We live in a culture that no longer believes that: today's conventional wisdom is that we can make reality whatever we want it to be (we are like God, as the serpent promises Eve in Genesis 3:5, “knowing good from evil”). We scoff at the pagan philosopher’s assertion that the natural law “cannot be contradicted by any other law”, and we are increasingly using the power of the state (the senate and the people, as Cicero would put it) to this impose Bold New World on those who won’t accept it willingly. If Cicero were to say today what he says above, he might find himself employing his prodigious rhetorical skills to defend himself from charges of "hate speech."

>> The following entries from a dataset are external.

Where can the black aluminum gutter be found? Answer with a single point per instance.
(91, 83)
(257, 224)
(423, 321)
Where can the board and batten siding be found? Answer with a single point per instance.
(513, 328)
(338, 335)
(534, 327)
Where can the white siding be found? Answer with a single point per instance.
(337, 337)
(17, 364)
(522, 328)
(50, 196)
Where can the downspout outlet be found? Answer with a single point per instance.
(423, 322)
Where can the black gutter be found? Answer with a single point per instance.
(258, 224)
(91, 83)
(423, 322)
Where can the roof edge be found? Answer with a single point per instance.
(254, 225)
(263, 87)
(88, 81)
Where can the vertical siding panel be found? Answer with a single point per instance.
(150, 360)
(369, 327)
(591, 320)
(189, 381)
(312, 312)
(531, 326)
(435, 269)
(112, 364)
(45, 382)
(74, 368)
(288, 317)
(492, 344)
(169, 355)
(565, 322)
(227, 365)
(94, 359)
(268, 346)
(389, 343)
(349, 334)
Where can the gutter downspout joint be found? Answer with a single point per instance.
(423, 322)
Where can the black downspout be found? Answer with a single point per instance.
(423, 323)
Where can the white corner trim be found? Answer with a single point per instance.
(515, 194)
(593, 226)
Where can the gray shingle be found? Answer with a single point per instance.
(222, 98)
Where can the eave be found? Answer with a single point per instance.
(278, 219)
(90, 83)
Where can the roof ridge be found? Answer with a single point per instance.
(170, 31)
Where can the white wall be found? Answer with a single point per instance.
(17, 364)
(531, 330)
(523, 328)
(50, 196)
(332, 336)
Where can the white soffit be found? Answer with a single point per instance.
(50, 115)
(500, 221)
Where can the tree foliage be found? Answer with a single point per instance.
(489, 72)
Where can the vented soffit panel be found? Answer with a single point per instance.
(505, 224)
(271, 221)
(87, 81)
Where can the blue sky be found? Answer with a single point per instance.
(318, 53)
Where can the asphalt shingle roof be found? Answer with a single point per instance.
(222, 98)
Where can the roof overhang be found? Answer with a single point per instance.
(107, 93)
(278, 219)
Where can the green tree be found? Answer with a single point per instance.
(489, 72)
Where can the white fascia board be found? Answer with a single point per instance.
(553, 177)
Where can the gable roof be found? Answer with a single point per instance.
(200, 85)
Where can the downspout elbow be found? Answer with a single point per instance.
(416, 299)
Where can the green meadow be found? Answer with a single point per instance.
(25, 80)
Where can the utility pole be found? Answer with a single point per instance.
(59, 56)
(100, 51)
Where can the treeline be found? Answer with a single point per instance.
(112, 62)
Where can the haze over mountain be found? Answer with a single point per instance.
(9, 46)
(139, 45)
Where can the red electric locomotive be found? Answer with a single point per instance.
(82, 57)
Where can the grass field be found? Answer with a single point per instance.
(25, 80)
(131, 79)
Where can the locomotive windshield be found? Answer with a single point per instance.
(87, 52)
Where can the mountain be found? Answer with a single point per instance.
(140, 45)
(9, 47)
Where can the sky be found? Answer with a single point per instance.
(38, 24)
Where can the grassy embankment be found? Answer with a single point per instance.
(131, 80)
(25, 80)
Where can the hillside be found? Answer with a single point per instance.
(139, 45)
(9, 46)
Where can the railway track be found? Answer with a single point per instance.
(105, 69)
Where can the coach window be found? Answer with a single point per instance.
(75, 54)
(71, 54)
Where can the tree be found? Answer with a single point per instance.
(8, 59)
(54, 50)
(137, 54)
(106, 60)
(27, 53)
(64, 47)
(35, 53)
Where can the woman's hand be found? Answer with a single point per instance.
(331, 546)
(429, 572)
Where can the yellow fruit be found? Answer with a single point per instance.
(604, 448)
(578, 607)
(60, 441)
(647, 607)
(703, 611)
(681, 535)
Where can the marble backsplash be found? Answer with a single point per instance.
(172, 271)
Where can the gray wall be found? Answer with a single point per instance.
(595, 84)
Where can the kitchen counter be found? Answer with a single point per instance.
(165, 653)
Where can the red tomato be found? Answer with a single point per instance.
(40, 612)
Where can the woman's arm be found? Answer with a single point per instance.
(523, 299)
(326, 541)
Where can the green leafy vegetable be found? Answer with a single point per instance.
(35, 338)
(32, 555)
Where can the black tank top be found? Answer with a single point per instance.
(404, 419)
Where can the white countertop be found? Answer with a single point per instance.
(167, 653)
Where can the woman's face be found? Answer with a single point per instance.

Intolerance Won't Be Tolerated


     The cutting edge of the new paganism, after all, is the question of what today is called "gender".  This is no longer a function of one's biological sex, but is an "identity" chosen by individuals that need not correspond to any external reality (which frees us from the tyranny of being either male or female, there now being dozens of genders from which we can choose).  Cicero never guessed how truly a man might fly from himself, and do “violence to the very nature of man.”
   If this were simply a matter of people calling themselves what they want, it would be sad and unfortunate.  It seems, however, that those who create their own reality cannot tolerate any opposition, even the unspoken opposition of those who simply live in accord with a more traditional understanding of the nature of things.  That's why we see cases such as this one (link) in which the highest court in the state of Maine ruled that "School officials violated state anti-discrimination law when they would not allow a transgender fifth-grader to use the girls' bathroom."  There is no law, apparently, forbidding discrimination against the vast majority of girls who don't want a boy in their bathroom (the reporter refers to the student in question as "she" throughout the article, but does concede toward the end that the student "is a biological male who identified as a girl beginning at age 2").  In a similar case involving adults, “The head of Ontario’s human rights commission” defended “the right of ‘transgendered’ men to use women’s changing rooms in response to a woman’s complaint that she was ogled” by a man who was not, shall we say, adhering to traditional norms of modesty in his attire or his behavior (link, for mature audiences only).


A Non-Intimidating, Welcoming Environment . . . For Some


   Now it has gone a step further.  We heard last week (link) about a woman who was banned from her local Planet Fitness gym because she complained about a man (who "identified as a woman") in her locker room, and warned other female patrons of his presence.  The gym declared her behavior "inappropriate  and disruptive to other members", and so she was asked to leave, since “Planet Fitness is committed to creating a non-intimidating, welcoming environment for our members”.  Except for female members who object to undressing in the presence of naked men. Apparently, there is nothing inappropriate or disruptive about a man (whatever he thinks of himself) invading an area where women are accustomed to changing and showering.
   It may be that Chesterton didn't really say, "when people cease to believe in God, they don't believe in nothing, they believe in anything."  It perfectly describes, however, what we're seeing in our society today, and is a reminder that "our struggle is not against flesh and blood" (Ephesians 6:12), but is at root a battle in the spiritual realm, which is why spiritual and natural Truth rise and fall together.  And so we must continue to oppose unreason with reason, but also offer prayer and sacrifice in response to unbelief and, of course, always engage our opponents in a spirit of love.